The researchers obtained limbal cells from four people undergoing conventional corneal transplants and used specific proteases to isolate stromal cells, which they then expanded in culture. The stem cells persisted, as stem cells do. Initial in vitro studies demonstrated that the cells expressed pluripotency markers, formed spheres in the absence of substrate, and aligned with secreted extracellular matrix along a nanofiber substrate, resembling healthy three-dimensional corneal stroma.

The researchers applied 50,000 stem cells to debrided eyes of mice. Four weeks later, the eyes showed no evidence of inflammation or rejection. They were producing components of normal transparent stromal extracellular matrix (human keratocan and type 1 collagen), and not the proteins that cause the light-scattering characteristic of vision-impairing scars.

Photographs confirmed the absence of scars in the treated eyes, optical coherence tomography indicated lack of light scatter, and transmission electron micrography revealed the highly ordered extracellular matrix that enables light to enter and become focused. "Fibril order is important because it equates roughly to clarity," said Dr Stern.

Straightforward Clinical Procedure

Autologous cornea regeneration will take two stages, said Dr Funderburgh. "A patient comes in and has a biopsy taken from the limbal region, a 2 mm by 2 mm snip of tissue not in the light pathway. It heals quickly, without a lot of discomfort. Then it takes 2 to 3 weeks to grow stem cells out from the biopsy."

The patient returns for a simple outpatient procedure. "The surface of the eye is scraped to remove the epithelial cells, then stem cells are dripped on in a fibrin gel, which holds it onto the surface, and then a contact lens bandage is put on," Dr Funderburgh said.
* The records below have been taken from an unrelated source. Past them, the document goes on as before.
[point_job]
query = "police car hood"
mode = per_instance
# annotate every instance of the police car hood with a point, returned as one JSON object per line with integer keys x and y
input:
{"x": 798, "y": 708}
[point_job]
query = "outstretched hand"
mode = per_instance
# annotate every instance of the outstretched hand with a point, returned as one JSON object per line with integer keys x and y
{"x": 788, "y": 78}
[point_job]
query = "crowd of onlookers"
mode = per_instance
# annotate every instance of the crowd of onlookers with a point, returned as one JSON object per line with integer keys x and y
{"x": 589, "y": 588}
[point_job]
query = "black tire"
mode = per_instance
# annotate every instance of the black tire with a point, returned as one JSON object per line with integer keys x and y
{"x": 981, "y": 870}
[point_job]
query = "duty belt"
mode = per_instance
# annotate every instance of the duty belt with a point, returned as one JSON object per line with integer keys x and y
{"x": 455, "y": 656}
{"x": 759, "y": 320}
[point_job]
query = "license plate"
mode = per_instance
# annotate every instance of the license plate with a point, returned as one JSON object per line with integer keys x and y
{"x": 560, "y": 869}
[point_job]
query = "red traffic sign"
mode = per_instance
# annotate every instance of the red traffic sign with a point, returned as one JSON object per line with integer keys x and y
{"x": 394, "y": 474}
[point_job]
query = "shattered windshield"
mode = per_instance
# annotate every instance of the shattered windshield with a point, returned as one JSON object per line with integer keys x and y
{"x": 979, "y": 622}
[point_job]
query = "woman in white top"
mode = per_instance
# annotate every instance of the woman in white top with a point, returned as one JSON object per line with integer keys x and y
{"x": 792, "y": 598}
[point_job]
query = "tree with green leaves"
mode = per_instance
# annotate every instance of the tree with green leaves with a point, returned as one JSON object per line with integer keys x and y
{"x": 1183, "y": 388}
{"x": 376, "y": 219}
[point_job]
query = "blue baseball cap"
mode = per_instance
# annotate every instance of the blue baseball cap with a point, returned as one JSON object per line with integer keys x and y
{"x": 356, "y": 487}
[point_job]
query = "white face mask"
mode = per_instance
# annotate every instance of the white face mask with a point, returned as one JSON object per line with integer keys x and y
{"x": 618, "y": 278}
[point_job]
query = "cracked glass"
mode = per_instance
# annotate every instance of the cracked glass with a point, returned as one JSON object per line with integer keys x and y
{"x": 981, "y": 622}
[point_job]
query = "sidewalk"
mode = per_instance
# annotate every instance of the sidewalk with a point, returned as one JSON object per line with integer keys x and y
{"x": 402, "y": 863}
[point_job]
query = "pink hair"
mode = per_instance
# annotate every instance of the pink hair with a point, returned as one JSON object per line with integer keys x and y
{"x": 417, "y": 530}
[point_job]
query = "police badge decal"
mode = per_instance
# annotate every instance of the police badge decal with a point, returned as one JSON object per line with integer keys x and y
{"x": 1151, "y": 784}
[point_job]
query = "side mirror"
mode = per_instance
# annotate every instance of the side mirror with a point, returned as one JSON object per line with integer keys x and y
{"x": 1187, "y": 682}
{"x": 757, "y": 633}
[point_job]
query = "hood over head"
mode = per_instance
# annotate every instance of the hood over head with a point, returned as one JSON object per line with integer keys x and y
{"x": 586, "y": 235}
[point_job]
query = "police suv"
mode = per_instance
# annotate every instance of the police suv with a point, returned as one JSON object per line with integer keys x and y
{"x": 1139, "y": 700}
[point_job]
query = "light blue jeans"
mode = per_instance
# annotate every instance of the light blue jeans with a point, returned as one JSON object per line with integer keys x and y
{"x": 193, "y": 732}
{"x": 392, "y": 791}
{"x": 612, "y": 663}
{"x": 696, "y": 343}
Clinical trials could begin in the United States within 3 years, Dr Funderburgh hopes, perhaps skipping a large animal study because a phase 1 clinical trial is ongoing in India. "There seems to be very low risk of rejection because the cells are from the patient and grown in the patient's serum," Dr Funderburgh said. Nor is stem cell treatment as invasive as a full-thickness transplant.

"There's an enormous number of patients with corneal stromal scarring in the deeper layer, and the only current treatment is corneal transplant or artificial cornea prosthetic. The hope is that these cells put in the stroma can repair the scars," Dr. Stern concluded.

Limitations of the investigation include not assessing the relationship between the number of stem cells delivered to the wound and speed or degree of healing, whether the cells can replace old scars, and the mechanism of regeneration.

The researchers and Dr Stern have disclosed no relevant financial relationships.